There was a tax ruling in the past where a car exporter to Russia was rejected for a consumption tax refund. The company was buying used cars in Japan and exporting to Russia. Because all the purchases took place in Japan and cars were exported to overseas, we would think that consumption taxes paid on top of the price of used cars would surely be refunded.

Niigata tax office turned down the tax return they submitted for refund saying the cars were handed down to Russian importers in Niigata (Japan), meaning their transactions were not crossing the border, but were domestic transactions at all.

In real world tax audit, evidences to be used by the tax office are often “Export Permission Certificate”. Export Permission Certificate is a document provided by Customs before shipping things from Japan with information such as name of exporter, destination, price of goods, terms defined by incoterms etc. If the term mentioned in the certificate is EXW or EX-WORKS (or EX-FACTORY), transactions will be regarded as domestic.

EX-WORKS means the term where a seller provides goods to a buyer at their factory gate, meaning the place of delivery will take place at the place of seller in the origin country. Therefore, it is a domestic trade.

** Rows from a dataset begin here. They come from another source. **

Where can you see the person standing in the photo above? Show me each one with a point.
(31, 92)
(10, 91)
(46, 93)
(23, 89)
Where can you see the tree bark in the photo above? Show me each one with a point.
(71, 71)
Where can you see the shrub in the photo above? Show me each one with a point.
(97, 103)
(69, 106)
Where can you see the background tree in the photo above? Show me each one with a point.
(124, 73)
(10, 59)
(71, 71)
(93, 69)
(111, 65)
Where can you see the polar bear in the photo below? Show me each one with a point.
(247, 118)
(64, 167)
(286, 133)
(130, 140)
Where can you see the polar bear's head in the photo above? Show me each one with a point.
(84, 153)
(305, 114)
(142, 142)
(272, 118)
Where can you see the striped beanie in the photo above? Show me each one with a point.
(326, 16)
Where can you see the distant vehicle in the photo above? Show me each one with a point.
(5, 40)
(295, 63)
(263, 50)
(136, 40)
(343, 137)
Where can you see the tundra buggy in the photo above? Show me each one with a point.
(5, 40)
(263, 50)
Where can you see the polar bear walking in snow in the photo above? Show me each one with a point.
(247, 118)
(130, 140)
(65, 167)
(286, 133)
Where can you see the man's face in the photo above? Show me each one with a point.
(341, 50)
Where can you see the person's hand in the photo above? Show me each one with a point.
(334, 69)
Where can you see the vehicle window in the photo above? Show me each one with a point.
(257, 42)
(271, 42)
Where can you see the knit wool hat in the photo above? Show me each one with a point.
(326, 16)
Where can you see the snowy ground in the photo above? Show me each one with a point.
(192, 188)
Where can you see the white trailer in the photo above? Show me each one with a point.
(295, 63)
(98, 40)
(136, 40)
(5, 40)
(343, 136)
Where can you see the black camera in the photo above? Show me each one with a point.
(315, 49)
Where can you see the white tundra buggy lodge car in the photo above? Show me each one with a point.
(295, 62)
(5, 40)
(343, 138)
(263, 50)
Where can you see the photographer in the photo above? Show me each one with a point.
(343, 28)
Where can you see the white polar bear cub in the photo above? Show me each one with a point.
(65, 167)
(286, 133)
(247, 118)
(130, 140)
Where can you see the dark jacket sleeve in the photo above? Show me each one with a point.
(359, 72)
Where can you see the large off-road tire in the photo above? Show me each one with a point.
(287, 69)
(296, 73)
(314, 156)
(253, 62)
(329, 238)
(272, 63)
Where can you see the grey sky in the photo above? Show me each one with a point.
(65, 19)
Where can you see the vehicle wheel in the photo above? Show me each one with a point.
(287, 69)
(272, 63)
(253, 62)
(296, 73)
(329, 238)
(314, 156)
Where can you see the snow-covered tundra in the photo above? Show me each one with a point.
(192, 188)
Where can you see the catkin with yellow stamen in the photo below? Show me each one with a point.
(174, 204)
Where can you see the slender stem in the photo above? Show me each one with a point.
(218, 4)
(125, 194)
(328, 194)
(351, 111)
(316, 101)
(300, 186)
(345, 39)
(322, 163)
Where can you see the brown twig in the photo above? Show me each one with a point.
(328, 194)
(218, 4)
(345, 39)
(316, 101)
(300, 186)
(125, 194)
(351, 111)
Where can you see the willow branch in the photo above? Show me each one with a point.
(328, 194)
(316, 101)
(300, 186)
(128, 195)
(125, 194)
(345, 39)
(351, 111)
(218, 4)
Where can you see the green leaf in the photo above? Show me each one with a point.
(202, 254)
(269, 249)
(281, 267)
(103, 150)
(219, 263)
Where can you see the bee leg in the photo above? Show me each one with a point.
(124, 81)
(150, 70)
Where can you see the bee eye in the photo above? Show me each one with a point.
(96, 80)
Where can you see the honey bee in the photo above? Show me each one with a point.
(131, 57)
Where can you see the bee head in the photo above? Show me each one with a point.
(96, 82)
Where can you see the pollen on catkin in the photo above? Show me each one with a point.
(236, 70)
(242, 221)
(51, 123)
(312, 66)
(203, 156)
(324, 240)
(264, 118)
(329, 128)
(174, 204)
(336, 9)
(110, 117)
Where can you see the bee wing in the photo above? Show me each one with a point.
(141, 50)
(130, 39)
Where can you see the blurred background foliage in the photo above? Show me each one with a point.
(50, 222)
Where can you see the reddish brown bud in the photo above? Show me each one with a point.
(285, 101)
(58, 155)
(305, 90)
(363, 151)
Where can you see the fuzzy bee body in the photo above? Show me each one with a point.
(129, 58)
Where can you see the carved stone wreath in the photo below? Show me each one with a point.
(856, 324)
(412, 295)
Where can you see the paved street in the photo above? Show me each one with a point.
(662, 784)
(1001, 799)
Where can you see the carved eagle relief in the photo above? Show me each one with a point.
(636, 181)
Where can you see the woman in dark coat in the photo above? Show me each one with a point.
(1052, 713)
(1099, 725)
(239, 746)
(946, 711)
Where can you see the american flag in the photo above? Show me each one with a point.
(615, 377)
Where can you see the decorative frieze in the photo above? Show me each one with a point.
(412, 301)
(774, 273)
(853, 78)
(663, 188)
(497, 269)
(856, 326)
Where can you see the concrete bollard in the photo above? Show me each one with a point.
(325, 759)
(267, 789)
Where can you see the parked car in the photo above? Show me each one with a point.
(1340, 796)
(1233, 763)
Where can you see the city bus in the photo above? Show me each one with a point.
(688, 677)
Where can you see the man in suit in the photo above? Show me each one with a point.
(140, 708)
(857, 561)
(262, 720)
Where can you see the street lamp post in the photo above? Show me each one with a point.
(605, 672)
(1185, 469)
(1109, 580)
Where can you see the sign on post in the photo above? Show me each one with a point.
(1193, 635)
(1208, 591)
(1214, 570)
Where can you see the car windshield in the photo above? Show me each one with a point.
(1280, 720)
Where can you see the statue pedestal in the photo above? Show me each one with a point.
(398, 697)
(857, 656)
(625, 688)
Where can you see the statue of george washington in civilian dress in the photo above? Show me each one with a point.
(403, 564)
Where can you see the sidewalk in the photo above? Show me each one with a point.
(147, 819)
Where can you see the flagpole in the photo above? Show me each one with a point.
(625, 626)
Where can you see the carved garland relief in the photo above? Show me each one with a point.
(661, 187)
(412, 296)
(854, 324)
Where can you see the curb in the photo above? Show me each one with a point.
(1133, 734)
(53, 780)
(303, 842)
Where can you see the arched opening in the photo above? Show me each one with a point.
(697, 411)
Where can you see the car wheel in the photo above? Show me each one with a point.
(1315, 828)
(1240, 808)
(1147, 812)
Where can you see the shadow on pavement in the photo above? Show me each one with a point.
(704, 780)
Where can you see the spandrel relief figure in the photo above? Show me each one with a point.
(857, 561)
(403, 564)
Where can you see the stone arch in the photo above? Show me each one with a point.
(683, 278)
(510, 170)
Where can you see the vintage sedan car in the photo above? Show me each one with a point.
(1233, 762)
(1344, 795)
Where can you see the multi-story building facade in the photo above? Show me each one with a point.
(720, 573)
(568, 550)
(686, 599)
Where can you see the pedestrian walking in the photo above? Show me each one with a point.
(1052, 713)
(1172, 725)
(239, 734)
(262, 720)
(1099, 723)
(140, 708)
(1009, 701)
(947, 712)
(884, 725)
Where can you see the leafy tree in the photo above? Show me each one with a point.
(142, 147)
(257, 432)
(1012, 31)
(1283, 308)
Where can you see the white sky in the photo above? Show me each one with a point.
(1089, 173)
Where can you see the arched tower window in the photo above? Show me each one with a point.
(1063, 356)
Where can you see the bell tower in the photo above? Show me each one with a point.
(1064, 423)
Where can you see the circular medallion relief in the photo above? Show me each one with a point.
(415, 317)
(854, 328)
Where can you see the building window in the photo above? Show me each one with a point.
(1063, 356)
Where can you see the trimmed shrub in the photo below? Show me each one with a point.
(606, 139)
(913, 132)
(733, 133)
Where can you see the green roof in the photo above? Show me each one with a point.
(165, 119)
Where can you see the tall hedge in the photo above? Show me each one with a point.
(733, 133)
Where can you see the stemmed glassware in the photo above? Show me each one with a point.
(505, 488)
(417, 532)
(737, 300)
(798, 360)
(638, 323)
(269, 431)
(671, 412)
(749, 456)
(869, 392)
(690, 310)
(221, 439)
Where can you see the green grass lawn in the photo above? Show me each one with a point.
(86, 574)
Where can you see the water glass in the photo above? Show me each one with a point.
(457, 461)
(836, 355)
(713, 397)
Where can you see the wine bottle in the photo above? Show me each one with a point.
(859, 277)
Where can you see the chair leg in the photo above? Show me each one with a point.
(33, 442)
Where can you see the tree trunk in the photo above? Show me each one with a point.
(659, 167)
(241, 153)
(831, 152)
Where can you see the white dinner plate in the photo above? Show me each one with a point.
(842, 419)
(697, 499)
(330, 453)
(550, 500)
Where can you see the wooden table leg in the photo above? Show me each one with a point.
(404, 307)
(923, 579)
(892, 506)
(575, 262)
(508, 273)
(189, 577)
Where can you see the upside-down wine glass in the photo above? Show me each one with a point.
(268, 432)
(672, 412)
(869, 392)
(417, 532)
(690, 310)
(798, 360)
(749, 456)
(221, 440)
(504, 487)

To prove that ownership of goods are transferred across the border, the term shown in its export permission certificate has to be “FOB” or “CIF”.

You also need to be careful that the transportation cost of the goods to airport or port has to be paid by you but not your purchaser. It will be regarded as a strong evidence that ownership or control of the goods are transferred only in Japan. The same for insurance on domestic transportation.

Sometime, you are a SME and your counter party buyer is a very large company and goods are so expensive that you may want your customer to take control here and pay all the cost of transportation, insurance, paperwork to ship. Those facts are all to be used as evidences against you.